A new 162,000-square-foot meat processing plant opened Oct. 21 in Camp Hill, Pa. The factory, off Lisburn Road, is owned by Ahold USA, which operates grocery store chains Giant, Martin’s and Stop & Shop, and is managed by Vantage Foods.

The plant will cut and package beef and pork products for distribution to Giant’s stores in Pennsylvania, Maryland and surrounding states, said Tracey Pawelski, Ahold’s vice president of external communications.

No animals will be slaughtered at the factory. The carcasses will be brought in from the company’s current suppliers, including Pennsylvania-based brands such as Hatfield and Berks as well as national companies such as Perdue and Smithfield, Pawelski said.

Keeping live animals out of the plant will eliminate any concerns neighbors might have about smells, Leonal Kilgore,Vantage president and CEO, said in a statement announcing the plant last year.

Vantage Foods had already been serving Giant’s Pennsylvania stores prior to the opening of the Camp Hill site, Pawelski said.

The plant’s operations manager, Dave Davidson, said the plant will take seven to nine months to get to full capacity and will employ 750 to 800 people. Pawelski said each shift will eventually have about 400 workers.

Camp Hill was chosen as the site for the plant because of its proximity to major transportation arteries, Pawelski said.

The plant is part of an attempt to rethink the grocery store meat department.

Ahold wants its in-store employees to focus more on customer service, so the new plant will shift the burden of cutting meat out of the stores. The meat staff will now have to spend less time butchering in the back room and will be more accessible to answer buyers’ questions.

“Customers will continue to see familiar faces in the meat department,” Pawelski said.

She said the plant will help Ahold reduce waste, employ more efficient packaging technologies, ensure food safety and improve its management of store inventories.

“This change is expected to be seamless for customers who will continue to enjoy access to popular varieties of fresh, quality meats with the selection and value they’ve come to expect,” Pawelski said.

Giant was already supplying its stores with chicken and fish packaged at other locations, and this plant will concentrate beef and pork operations in a similar way, Davidson, the operations manager, said.
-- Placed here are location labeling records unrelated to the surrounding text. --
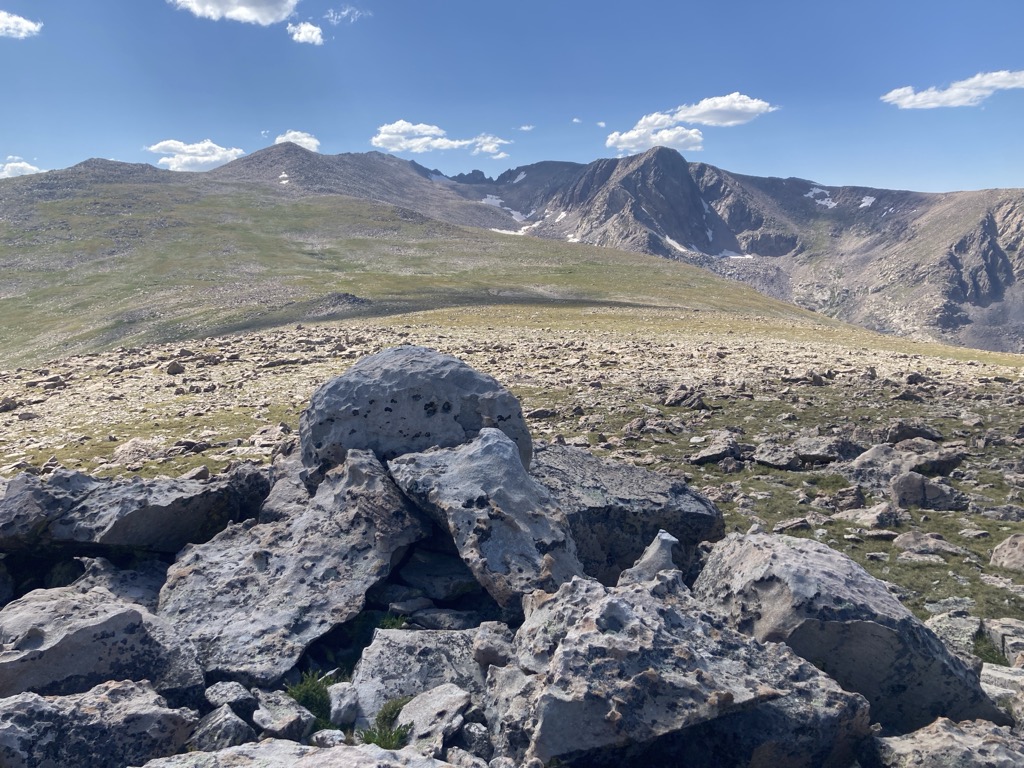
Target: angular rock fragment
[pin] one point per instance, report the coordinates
(253, 598)
(614, 510)
(638, 675)
(402, 400)
(834, 613)
(506, 526)
(110, 726)
(64, 641)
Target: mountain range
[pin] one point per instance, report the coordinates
(932, 266)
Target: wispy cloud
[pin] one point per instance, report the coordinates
(307, 140)
(670, 128)
(346, 13)
(970, 92)
(306, 33)
(15, 166)
(16, 27)
(420, 137)
(199, 157)
(263, 12)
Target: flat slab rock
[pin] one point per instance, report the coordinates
(507, 527)
(253, 598)
(614, 510)
(833, 612)
(639, 675)
(110, 726)
(402, 400)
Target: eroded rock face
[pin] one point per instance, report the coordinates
(161, 515)
(403, 400)
(636, 675)
(65, 641)
(254, 597)
(507, 527)
(834, 613)
(614, 510)
(111, 726)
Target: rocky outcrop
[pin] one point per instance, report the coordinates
(835, 614)
(506, 526)
(113, 725)
(267, 591)
(613, 510)
(403, 400)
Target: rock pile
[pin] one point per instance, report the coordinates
(510, 604)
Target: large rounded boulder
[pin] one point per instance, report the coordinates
(402, 400)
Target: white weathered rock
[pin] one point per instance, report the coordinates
(833, 612)
(110, 726)
(64, 641)
(401, 663)
(637, 676)
(403, 400)
(160, 515)
(506, 526)
(257, 595)
(614, 509)
(434, 717)
(966, 744)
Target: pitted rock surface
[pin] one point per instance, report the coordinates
(403, 400)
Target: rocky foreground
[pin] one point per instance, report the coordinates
(540, 604)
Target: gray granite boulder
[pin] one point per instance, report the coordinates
(639, 675)
(253, 598)
(64, 641)
(834, 613)
(614, 510)
(507, 527)
(111, 726)
(402, 400)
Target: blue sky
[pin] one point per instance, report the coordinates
(926, 96)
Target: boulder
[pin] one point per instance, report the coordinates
(64, 641)
(967, 744)
(1010, 553)
(402, 663)
(834, 613)
(614, 509)
(404, 400)
(71, 509)
(253, 598)
(507, 527)
(641, 675)
(110, 726)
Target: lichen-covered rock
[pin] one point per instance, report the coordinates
(253, 598)
(111, 726)
(834, 613)
(64, 641)
(614, 510)
(402, 400)
(638, 675)
(506, 526)
(70, 509)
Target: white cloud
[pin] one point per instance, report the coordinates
(970, 92)
(17, 28)
(199, 157)
(669, 129)
(307, 140)
(347, 13)
(306, 33)
(16, 166)
(263, 12)
(420, 137)
(734, 109)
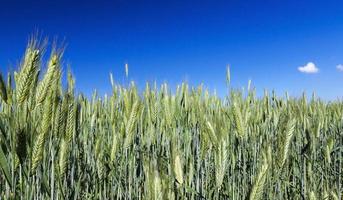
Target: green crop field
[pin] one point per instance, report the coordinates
(155, 144)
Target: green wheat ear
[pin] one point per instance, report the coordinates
(258, 186)
(27, 74)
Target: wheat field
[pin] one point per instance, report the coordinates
(155, 144)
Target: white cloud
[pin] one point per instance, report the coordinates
(340, 67)
(309, 68)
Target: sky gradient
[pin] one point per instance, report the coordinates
(193, 41)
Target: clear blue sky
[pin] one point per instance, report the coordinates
(172, 41)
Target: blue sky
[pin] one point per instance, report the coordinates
(172, 41)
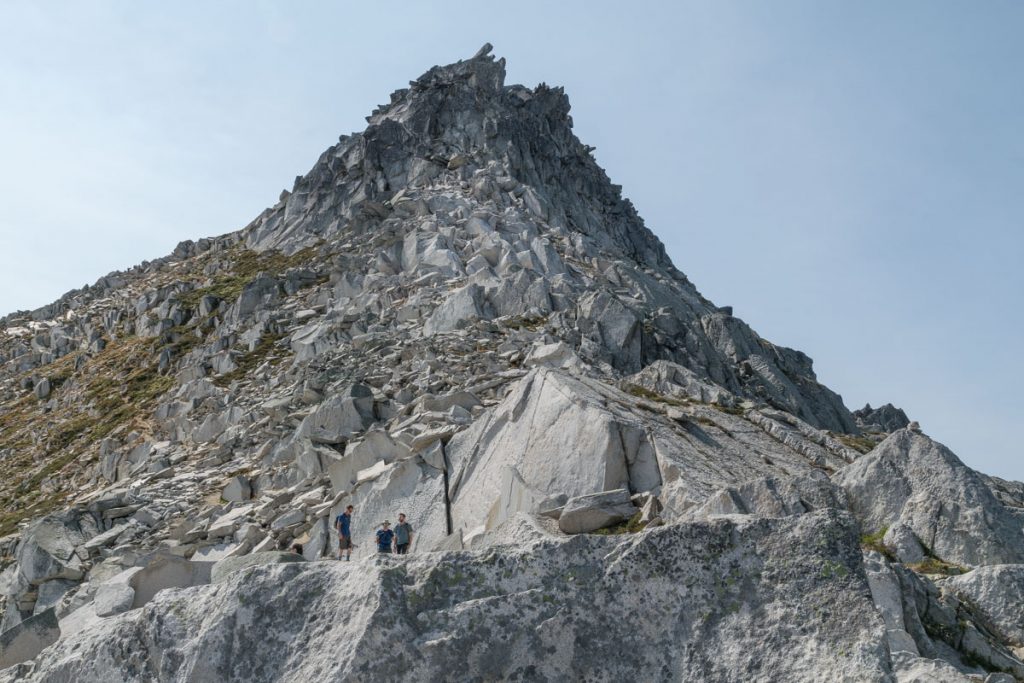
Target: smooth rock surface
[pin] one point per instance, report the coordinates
(717, 594)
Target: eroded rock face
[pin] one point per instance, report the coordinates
(690, 602)
(589, 513)
(915, 481)
(997, 593)
(455, 314)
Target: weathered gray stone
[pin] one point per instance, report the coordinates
(910, 479)
(47, 549)
(344, 414)
(223, 569)
(583, 514)
(998, 593)
(29, 638)
(774, 498)
(904, 545)
(706, 625)
(113, 598)
(238, 489)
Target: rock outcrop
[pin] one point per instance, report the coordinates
(456, 315)
(692, 602)
(912, 480)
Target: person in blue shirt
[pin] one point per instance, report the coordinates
(344, 525)
(402, 535)
(384, 538)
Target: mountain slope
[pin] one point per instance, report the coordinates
(457, 315)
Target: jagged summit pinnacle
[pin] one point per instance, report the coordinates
(463, 116)
(456, 315)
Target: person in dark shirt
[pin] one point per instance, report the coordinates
(384, 538)
(344, 525)
(402, 535)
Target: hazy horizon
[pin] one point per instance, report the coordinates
(847, 177)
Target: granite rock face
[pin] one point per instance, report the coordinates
(918, 482)
(692, 602)
(456, 315)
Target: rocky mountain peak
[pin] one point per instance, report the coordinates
(455, 314)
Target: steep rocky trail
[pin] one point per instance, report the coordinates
(457, 315)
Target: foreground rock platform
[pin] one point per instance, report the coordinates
(782, 599)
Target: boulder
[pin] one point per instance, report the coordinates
(718, 596)
(113, 598)
(238, 489)
(998, 593)
(773, 497)
(913, 480)
(223, 569)
(583, 514)
(47, 549)
(28, 639)
(559, 435)
(164, 572)
(904, 545)
(344, 414)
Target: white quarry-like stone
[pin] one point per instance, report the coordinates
(543, 597)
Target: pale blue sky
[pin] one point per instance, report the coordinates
(847, 175)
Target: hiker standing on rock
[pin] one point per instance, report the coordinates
(344, 525)
(384, 538)
(402, 535)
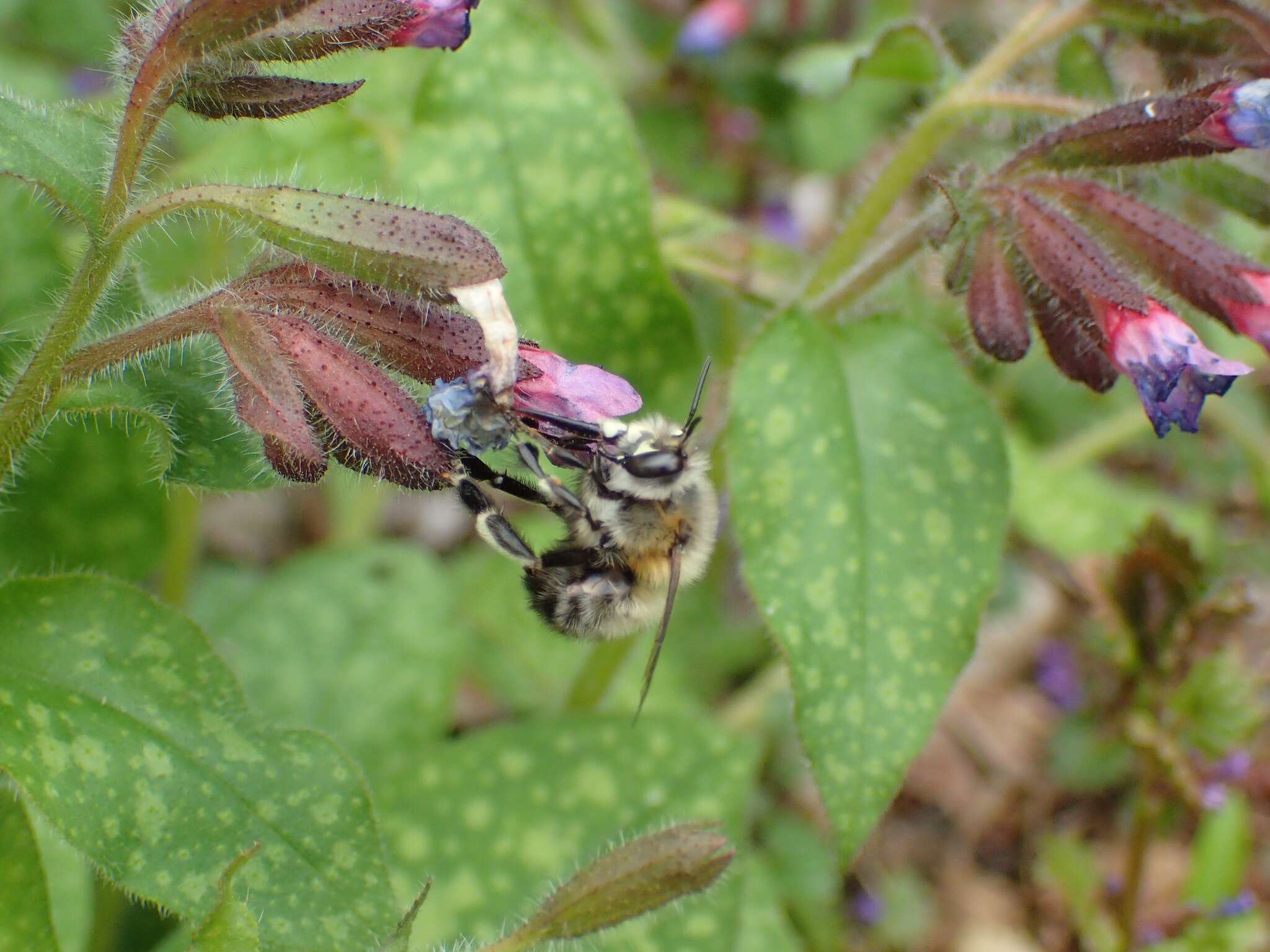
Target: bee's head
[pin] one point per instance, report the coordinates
(651, 457)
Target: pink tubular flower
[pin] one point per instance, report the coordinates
(1169, 364)
(713, 27)
(579, 391)
(1253, 319)
(437, 24)
(1245, 122)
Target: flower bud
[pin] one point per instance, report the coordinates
(374, 425)
(1073, 340)
(260, 97)
(384, 244)
(995, 302)
(1226, 284)
(267, 395)
(436, 24)
(1065, 257)
(1145, 131)
(630, 880)
(329, 27)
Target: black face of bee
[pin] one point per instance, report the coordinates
(659, 464)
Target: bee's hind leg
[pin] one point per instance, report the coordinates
(492, 526)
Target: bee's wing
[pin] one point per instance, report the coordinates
(660, 628)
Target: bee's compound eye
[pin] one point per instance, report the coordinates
(655, 465)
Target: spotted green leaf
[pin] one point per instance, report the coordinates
(134, 739)
(231, 927)
(500, 815)
(88, 496)
(869, 494)
(25, 920)
(59, 149)
(522, 138)
(905, 52)
(183, 412)
(356, 643)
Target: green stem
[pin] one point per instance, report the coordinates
(931, 130)
(1135, 863)
(858, 281)
(183, 539)
(1095, 442)
(41, 381)
(597, 673)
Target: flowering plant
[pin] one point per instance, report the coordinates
(259, 689)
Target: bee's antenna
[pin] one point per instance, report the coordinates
(691, 423)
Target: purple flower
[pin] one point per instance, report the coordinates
(1245, 122)
(1168, 362)
(579, 391)
(437, 24)
(866, 908)
(1240, 906)
(1057, 676)
(1232, 767)
(780, 224)
(713, 27)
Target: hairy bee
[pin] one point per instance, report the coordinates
(642, 521)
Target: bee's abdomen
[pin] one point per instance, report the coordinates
(586, 601)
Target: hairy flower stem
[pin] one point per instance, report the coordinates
(41, 381)
(933, 128)
(597, 673)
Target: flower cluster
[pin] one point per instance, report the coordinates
(310, 353)
(1032, 255)
(223, 81)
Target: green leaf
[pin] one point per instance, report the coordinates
(906, 52)
(371, 626)
(499, 815)
(1070, 867)
(180, 403)
(1219, 706)
(1081, 70)
(376, 242)
(128, 734)
(1075, 511)
(1221, 853)
(521, 136)
(59, 149)
(1228, 186)
(25, 920)
(231, 927)
(87, 498)
(869, 498)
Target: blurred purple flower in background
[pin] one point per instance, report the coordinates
(866, 908)
(1059, 677)
(713, 27)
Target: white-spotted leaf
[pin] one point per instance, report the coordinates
(25, 919)
(130, 734)
(356, 643)
(869, 495)
(521, 136)
(499, 816)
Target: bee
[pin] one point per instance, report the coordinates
(642, 521)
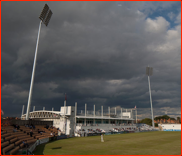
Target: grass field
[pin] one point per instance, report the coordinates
(146, 143)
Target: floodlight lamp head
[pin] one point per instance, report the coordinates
(44, 12)
(45, 15)
(48, 17)
(149, 71)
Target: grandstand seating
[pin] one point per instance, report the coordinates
(11, 141)
(170, 127)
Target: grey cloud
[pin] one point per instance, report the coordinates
(96, 52)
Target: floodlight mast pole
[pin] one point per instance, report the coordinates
(45, 16)
(150, 73)
(33, 74)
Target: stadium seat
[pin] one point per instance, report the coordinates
(7, 148)
(18, 142)
(4, 144)
(5, 135)
(14, 151)
(13, 140)
(9, 138)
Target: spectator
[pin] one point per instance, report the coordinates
(38, 141)
(31, 133)
(25, 143)
(18, 127)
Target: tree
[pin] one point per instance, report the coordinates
(179, 119)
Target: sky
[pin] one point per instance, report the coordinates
(95, 52)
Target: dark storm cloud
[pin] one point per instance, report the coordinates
(96, 52)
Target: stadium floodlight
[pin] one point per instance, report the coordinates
(45, 18)
(48, 17)
(149, 72)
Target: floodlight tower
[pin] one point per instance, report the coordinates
(149, 72)
(45, 17)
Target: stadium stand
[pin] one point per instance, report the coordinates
(170, 127)
(12, 142)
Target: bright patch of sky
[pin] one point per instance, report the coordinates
(170, 13)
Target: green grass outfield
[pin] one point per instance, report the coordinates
(146, 143)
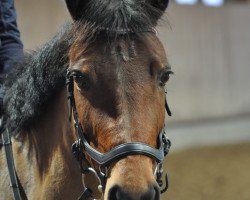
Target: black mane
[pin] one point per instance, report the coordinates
(34, 80)
(134, 15)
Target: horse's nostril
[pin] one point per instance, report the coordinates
(117, 193)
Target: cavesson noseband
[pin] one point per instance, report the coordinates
(81, 148)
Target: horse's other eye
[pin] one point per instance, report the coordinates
(164, 76)
(82, 80)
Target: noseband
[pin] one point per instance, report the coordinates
(81, 148)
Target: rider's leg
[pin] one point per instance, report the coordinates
(11, 46)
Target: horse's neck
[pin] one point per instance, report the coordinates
(44, 154)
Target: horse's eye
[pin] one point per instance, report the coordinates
(82, 80)
(164, 76)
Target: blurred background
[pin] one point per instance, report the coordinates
(208, 46)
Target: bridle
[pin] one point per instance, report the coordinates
(81, 148)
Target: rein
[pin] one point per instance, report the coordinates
(81, 148)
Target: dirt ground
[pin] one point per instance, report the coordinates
(210, 173)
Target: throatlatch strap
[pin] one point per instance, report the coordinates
(11, 165)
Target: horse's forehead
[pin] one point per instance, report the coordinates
(129, 53)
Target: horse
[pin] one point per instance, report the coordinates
(99, 84)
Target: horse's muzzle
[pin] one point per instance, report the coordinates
(117, 193)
While customers may experience some changes, farmers are unlikely to see much of a change. Ahold will be sticking with its current suppliers rather than shaking up the market, which is a plus for farmers who serve Ahold’s partners.

Because the plant has commercial suppliers and does not slaughter animals, it does not work directly with farmers, Davidson said. He declined to discuss specifics of the machinery used at the plant but noted that it is state-of-the-art.

Pawelski said the company does not release processing volumes.

Davidson said the new factory should improve meat production in the Harrisburg region.

“Our goal is to continue to increase sales and certainly to put out a better product,” he said.